Mark Seay

No. 84, 82, 81
- Position: Wide receiver

Personal information
- Born: April 11, 1967 (age 59) Los Angeles, California, U.S.
- Listed height: 6 ft 0 in (1.83 m)
- Listed weight: 175 lb (79 kg)

Career information
- High school: San Bernardino (San Bernardino, California)
- College: Long Beach State
- NFL draft: 1992: undrafted

Career history
- San Francisco 49ers (1992–1993)*; San Diego Chargers (1993–1995); Philadelphia Eagles (1996–1997); Cleveland Browns (1999)*;
- * Offseason and/or practice squad member only

Career NFL statistics
- Receptions: 135
- Receiving yards: 1,629
- Receiving touchdowns: 10
- Stats at Pro Football Reference

= Mark Seay =

American football player (born 1967)

Mark Edward Seay (born April 11, 1967) is an American former professional football player who was a wide receiver in the National Football League (NFL) for the San Francisco 49ers, San Diego Chargers and Philadelphia Eagles. He played college football for Long Beach State 49ers. Seay has the distinction of being the first NFL player to score a two-point conversion in Super Bowl history.

==Early life==
Seay played wide receiver in football and center fielder in baseball at Compton High School, but transferred in 1981 to San Bernardino High School after his family decided to move. He would end up breaking many of the school's football offensive records, while helping lead the team to the playoff quarterfinals in his senior season.

==Professional baseball career==
After graduating from high school, he spent two years in the Texas Rangers farm system.

==College football career==
Seay accepted a football scholarship at Cal State Long Beach in 1987. The following year [1988] while attending his sister's children's Halloween party, shots were fired outside the home, compelling him to shield his 2-year-old niece with his body. As a result, he was injured with a .38-caliber bullet that pierced through his pelvis, kidney, and lung, stopping near his heart (where the bullet still remains). He was hospitalized for 2 1/2 weeks, lost a kidney, and spent two months eating only soup, while keeping to strict bed rest.

In 1989, he rejoined the football team, but school officials deemed him medically ineligible, to avoid legal liability in the event that the bullet close to his heart became dislodged, or that a hit might risk damage to his remaining kidney. He sued the university, but before the case went to court, former NFL great George Allen, who had just been named the new Cal State Long Beach head coach, helped him return to the team. As part of a compromise, he dropped his lawsuit, signed a waiver absolving the university from liability, wore additional protective equipment (a pad and flat jacket to protect his back and hip), and took urine tests after each game.

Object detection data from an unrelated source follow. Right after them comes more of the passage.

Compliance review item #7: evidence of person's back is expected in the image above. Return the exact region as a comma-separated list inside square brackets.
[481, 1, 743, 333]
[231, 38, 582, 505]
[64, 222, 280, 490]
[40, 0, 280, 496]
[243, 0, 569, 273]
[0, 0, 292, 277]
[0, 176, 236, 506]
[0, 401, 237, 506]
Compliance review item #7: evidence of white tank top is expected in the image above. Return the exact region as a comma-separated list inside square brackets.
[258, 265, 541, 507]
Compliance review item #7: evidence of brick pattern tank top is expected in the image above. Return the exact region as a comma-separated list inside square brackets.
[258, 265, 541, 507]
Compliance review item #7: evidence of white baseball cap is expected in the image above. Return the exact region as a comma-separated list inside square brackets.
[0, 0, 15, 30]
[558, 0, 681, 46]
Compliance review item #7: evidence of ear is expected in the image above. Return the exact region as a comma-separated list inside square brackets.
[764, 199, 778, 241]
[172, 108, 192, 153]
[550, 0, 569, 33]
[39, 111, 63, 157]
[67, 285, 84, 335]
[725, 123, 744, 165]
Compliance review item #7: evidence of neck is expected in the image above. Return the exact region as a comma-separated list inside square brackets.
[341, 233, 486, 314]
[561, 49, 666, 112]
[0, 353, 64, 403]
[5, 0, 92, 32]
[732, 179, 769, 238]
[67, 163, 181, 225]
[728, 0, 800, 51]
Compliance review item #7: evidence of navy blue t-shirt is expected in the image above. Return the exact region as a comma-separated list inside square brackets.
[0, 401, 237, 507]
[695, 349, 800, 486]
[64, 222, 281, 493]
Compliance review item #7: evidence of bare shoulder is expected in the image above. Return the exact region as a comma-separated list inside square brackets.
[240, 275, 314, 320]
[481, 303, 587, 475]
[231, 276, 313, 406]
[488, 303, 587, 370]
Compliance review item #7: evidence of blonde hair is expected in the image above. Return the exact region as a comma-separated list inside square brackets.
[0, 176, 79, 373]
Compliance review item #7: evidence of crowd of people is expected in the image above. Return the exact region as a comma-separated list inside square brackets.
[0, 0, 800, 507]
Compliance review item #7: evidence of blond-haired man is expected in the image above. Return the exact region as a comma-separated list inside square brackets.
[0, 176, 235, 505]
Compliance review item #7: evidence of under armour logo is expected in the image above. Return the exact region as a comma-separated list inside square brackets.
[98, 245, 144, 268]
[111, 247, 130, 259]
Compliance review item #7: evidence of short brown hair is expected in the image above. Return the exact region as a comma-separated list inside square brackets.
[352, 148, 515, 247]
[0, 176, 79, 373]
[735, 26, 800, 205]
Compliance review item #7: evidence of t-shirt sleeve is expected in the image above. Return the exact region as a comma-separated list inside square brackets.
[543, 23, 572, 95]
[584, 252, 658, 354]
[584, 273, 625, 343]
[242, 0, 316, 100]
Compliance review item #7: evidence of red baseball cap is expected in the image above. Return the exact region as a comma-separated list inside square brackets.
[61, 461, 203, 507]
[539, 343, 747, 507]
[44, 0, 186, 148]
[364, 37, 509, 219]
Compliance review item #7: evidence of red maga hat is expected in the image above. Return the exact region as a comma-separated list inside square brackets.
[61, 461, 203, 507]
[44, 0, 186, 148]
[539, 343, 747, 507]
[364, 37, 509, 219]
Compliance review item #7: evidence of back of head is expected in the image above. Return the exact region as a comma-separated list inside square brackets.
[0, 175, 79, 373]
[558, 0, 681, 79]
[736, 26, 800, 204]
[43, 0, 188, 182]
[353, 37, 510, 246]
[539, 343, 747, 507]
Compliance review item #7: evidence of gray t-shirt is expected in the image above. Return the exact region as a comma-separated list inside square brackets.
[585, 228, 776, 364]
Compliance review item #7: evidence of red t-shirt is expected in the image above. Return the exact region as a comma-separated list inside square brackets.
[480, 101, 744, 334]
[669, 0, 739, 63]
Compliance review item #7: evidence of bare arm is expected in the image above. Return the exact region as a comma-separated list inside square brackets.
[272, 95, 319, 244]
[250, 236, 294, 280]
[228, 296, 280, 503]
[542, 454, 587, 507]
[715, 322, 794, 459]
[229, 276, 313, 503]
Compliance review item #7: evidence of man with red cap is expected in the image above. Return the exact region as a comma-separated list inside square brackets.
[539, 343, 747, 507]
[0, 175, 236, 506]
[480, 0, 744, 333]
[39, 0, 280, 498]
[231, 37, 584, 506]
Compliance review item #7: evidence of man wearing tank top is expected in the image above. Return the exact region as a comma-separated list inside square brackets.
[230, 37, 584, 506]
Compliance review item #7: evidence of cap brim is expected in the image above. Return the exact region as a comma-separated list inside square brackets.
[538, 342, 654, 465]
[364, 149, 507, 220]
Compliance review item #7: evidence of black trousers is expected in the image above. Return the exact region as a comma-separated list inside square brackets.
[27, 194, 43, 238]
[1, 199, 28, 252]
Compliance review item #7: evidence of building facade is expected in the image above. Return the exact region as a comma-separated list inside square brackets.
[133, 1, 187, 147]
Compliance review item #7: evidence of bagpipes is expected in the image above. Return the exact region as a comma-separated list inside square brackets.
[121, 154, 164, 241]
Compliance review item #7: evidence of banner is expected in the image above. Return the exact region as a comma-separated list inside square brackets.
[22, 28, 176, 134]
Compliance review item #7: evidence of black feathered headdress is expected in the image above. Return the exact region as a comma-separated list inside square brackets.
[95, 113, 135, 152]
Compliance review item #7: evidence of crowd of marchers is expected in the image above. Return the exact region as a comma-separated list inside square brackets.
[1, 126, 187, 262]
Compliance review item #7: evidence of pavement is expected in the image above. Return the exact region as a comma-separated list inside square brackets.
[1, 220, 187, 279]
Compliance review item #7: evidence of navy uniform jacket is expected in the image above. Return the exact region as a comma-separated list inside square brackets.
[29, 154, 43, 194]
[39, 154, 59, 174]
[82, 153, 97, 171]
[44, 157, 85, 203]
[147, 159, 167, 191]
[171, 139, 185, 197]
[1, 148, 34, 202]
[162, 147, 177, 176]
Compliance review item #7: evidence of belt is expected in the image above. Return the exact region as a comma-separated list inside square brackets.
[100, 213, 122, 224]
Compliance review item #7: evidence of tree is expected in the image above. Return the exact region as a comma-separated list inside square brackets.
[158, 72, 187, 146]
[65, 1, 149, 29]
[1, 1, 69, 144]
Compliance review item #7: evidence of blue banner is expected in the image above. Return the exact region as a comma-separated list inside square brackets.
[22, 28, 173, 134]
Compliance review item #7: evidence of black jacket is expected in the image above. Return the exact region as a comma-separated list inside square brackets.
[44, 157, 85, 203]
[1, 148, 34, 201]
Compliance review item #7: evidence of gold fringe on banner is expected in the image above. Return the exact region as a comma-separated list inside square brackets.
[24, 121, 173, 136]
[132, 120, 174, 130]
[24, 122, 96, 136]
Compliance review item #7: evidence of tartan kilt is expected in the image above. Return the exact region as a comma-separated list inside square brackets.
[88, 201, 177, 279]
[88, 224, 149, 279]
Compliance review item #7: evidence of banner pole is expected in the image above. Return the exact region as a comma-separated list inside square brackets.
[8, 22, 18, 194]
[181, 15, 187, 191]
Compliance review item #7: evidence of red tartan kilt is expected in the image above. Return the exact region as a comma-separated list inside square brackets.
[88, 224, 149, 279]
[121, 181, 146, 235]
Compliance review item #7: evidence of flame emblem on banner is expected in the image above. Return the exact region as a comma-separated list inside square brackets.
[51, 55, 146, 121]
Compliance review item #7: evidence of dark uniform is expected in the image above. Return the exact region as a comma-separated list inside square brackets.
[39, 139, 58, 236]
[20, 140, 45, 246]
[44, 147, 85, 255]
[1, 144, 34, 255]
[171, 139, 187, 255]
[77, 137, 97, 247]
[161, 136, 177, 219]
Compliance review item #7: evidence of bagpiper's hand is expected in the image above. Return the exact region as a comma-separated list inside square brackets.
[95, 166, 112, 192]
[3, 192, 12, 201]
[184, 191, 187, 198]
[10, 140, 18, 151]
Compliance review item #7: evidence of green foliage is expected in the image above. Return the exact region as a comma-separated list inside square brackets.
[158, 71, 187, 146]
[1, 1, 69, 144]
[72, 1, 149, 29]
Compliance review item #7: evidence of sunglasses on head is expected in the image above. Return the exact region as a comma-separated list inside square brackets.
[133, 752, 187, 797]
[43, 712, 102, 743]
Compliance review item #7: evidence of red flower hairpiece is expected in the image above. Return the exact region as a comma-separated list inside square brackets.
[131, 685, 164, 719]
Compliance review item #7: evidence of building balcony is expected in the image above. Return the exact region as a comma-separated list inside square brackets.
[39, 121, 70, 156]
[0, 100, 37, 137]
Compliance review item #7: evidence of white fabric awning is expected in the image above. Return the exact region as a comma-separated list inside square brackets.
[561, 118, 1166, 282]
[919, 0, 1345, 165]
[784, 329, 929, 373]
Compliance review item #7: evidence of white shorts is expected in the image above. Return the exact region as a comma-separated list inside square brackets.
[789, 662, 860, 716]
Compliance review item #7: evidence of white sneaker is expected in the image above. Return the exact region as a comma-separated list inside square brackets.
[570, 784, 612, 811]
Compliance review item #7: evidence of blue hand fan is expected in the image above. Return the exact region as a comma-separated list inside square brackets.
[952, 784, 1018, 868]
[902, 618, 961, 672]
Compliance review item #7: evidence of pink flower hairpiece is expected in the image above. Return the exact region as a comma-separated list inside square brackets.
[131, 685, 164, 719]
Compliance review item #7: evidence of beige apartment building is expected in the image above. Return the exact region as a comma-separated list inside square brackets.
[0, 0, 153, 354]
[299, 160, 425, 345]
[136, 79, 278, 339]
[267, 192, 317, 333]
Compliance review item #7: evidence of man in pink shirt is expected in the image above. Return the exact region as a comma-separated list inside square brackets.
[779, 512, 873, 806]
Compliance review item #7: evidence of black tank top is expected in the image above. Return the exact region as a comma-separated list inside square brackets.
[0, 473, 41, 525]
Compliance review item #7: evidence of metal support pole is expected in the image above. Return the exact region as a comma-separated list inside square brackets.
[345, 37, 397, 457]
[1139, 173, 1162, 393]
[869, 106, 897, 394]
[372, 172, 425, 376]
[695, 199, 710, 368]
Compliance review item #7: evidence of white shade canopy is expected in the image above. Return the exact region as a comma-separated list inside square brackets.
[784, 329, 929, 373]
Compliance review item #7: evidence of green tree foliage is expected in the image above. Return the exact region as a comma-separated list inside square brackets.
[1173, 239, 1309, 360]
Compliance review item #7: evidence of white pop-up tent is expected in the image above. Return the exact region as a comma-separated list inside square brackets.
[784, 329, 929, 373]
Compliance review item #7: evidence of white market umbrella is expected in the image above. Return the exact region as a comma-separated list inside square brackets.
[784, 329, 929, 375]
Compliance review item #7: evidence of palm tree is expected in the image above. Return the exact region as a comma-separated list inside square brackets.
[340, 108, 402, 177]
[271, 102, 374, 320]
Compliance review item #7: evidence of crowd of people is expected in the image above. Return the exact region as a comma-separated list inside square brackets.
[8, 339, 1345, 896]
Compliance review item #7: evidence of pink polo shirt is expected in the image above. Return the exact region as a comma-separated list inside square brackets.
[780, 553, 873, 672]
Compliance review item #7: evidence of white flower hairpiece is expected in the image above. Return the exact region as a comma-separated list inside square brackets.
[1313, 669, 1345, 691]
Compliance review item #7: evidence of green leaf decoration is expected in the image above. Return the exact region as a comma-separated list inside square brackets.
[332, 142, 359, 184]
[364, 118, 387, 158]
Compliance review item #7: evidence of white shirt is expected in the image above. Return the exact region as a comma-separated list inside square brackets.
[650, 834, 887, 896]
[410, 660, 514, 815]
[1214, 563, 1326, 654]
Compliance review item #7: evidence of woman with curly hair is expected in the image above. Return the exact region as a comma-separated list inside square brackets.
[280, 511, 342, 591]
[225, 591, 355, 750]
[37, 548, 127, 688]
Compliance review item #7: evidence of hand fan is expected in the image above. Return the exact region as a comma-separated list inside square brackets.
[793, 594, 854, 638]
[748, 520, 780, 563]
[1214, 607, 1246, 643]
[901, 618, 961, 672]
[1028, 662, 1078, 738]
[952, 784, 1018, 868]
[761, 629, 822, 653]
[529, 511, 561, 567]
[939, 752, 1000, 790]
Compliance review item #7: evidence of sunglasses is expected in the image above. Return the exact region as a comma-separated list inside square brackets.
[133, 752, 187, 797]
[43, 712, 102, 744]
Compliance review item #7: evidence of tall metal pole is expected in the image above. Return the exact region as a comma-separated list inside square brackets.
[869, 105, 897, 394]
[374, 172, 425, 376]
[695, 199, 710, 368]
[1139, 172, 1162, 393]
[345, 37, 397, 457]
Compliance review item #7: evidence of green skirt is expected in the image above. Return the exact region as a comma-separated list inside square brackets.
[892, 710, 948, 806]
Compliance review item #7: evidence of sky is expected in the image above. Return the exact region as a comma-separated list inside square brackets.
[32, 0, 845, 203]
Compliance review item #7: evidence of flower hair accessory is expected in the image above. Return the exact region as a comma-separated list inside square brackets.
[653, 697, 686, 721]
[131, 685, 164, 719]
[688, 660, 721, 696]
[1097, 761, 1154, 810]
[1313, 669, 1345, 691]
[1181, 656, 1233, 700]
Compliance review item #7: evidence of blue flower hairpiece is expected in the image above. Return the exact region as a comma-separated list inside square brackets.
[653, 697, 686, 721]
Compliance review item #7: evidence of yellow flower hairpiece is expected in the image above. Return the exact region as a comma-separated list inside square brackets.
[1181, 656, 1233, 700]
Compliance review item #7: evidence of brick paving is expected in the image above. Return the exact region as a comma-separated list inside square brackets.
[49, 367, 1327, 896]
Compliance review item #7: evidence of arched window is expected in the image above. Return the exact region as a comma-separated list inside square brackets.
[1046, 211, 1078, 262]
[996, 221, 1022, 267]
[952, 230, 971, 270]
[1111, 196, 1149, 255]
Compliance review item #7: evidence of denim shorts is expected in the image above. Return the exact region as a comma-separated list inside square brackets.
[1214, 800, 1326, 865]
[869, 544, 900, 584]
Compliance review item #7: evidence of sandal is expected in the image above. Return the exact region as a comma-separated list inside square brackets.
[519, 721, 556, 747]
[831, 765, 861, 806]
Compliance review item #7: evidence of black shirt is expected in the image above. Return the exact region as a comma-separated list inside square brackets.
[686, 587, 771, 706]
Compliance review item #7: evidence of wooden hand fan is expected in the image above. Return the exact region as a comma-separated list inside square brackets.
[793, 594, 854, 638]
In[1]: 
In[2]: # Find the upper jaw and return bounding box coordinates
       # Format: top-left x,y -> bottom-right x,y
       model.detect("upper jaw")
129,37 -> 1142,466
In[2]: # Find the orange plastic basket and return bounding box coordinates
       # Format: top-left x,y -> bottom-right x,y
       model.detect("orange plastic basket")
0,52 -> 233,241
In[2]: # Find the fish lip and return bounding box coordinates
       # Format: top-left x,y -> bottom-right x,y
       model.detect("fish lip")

As a junior and senior, he earned second-team All-Big West honors at wide receiver, with Allen going on record saying: "He's an example for all of us, what I call a solid citizen. He's a leader. One of the highlights of my coaching career is having a guy like Mark Seay on my team."

Seay finished his four seasons with 132 receptions for 2,075 yards and 13 touchdowns, and added another 2,121 yards returning kickoffs.

==Professional football career==

===San Francisco 49ers===
In 1992, with Bruce Allen (George Allen's son) as his agent, he was signed as an undrafted free agent by the San Francisco 49ers, after accepting a similar liability waiver as he did in college. He would make the team's practice squad, before being released in 1993 at the end of training camp.

===San Diego Chargers===
In 1993, the San Diego Chargers claimed him off waivers and kept him inactive for all but one regular season game. In the 1994 NFL season, he became a favorite target of quarterback Stan Humphries as a slot receiver, tying the team lead in receptions with Ronnie Harmon and helping the Chargers reach Super Bowl XXIX against the San Francisco 49ers, after catching a game-winning touchdown pass in a playoff game against the Miami Dolphins. In Super Bowl XXIX, Seay was on the receiving end of the first successful two-point conversion in Super Bowl history, via a Stan Humphries pass. (The rule was adopted by the NFL at the start of the 1994 season.)

===Philadelphia Eagles===
In 1996, he signed as a free agent with the Philadelphia Eagles where he played wide receiver and on special teams.
He retired at the end of the 1997 season, with 135 receptions for 1,629 yards and 10 touchdowns.

==Personal life==
His father, Elvin Seay Sr., died from a stroke when Mark was 14. In 2003, his older brother, Elvin Seay Jr., 41, was shot in a San Bernardino motel parking lot and spent 11 months in a coma before dying. In 2006 his younger brother, James Seay, 37, was shot to death in the family's backyard by two assailants.

In 2008, he graduated from the San Bernardino Valley College Extended Basic Police Academy and received a B.A. in criminal justice from California State University, San Bernardino. Seay is also a motivational speaker.